For human beings to understand the barbarous nature of slavery and for such readers to re-align their beliefs, the historian must consciously include examples of personal experience. Like it or not, it is the emotional and the empathetic that often moves the human intellect. Grand historical narratives, such as Generations of Captivity have the difficulty of striking a balance between major trends and universal human experiences and the singular individual expression of human existence.
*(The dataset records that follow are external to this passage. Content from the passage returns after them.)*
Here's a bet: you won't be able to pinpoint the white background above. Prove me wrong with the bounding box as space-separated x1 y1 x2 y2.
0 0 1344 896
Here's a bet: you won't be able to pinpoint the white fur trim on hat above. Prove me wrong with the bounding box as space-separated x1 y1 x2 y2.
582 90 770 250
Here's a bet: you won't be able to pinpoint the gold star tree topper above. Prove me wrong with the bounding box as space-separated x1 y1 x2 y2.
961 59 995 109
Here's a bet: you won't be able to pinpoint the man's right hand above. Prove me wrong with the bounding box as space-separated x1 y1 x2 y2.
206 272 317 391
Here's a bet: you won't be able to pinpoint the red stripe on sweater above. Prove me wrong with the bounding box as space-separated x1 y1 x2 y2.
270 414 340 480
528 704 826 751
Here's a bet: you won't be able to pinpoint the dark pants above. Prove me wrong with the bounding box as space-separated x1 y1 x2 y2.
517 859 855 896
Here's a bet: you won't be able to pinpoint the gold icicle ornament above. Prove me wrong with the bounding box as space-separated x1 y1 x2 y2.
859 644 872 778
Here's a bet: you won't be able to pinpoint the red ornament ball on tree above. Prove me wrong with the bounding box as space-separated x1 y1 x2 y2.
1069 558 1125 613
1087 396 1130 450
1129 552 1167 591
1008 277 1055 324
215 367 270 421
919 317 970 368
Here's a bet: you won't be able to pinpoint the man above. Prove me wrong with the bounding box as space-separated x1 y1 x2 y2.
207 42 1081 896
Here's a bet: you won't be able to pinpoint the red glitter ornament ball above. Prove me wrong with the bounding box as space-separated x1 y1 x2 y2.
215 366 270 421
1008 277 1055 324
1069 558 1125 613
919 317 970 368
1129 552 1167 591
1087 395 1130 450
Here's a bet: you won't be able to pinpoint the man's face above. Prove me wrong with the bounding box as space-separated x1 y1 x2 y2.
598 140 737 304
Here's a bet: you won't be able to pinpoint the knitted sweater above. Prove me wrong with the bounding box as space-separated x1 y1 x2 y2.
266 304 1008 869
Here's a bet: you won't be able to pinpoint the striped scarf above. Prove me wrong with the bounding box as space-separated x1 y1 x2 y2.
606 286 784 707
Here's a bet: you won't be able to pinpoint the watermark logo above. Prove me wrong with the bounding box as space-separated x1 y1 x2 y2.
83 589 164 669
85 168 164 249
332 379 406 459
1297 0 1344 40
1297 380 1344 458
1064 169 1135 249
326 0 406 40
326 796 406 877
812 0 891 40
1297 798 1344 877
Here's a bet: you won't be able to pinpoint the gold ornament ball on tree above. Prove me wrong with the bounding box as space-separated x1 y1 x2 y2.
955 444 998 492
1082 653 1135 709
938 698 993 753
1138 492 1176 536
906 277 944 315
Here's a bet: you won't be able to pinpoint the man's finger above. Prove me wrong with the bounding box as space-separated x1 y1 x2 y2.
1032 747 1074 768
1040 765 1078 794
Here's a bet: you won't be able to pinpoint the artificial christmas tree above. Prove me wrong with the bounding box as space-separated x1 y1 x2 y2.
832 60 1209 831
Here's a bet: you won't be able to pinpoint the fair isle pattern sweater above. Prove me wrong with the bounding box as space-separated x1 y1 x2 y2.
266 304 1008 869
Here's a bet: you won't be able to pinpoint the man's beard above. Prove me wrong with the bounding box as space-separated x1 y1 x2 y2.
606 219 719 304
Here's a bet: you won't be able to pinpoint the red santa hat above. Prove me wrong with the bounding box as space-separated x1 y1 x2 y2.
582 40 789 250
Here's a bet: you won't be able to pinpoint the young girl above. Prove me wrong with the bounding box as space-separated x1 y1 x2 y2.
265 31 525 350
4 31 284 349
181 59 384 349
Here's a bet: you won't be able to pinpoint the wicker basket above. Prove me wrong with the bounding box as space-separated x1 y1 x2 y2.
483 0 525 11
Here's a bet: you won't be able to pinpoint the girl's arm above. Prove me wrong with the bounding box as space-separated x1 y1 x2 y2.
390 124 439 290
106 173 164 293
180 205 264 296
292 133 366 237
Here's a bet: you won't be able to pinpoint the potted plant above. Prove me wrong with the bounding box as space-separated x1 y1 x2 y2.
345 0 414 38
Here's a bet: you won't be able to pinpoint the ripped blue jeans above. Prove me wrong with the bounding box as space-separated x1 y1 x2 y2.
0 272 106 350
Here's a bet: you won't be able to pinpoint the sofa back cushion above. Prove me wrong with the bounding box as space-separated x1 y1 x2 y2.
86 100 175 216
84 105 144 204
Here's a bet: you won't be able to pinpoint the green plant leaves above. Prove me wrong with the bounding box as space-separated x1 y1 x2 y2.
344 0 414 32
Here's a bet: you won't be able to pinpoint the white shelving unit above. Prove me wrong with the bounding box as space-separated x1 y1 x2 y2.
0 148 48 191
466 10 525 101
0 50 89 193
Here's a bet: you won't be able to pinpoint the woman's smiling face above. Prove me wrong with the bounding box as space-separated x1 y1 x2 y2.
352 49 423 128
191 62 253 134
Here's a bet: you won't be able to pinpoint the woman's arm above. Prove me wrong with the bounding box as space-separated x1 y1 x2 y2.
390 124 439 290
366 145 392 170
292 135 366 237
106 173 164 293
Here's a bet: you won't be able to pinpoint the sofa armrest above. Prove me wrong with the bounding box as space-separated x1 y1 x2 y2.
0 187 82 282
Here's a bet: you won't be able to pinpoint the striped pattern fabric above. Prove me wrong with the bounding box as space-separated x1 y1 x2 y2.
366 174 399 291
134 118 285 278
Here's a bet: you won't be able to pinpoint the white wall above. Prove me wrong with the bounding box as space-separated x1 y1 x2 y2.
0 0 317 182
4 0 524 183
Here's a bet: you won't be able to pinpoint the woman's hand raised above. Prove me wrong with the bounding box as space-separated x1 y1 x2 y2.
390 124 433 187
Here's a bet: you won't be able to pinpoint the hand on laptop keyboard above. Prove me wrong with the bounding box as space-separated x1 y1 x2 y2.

This is not to deny Berlin’s position as a masterful historian. His tables at the conclusion are an important tool for any teacher of slavery and his notes are impeccable. While Generations of Captivity does not include a bibliography, one is not needed because the author’s divisional scheme serves as a tool for locating the major works in a subfield. For example, Berlin’s epilogue on the Freedom Generations provides an exhausting list of primary and secondary sources on the African American experience in the Civil War and Reconstruction eras. Key works by historians such as W.E.B. DuBois, Joel Williamson and Jacqueline Jones are included.
Generations of Captivity includes a few interesting lithographs
and indispensable maps, curiously there is a lack of photographic
evidence and a paucity of illustrations. This volume, though, and
(especially) Many Thousands Gone: The First Two Centuries of
Slavery in North America (1998), cement Berlin’s reputation
as one of our major scholars on the institution of slavery.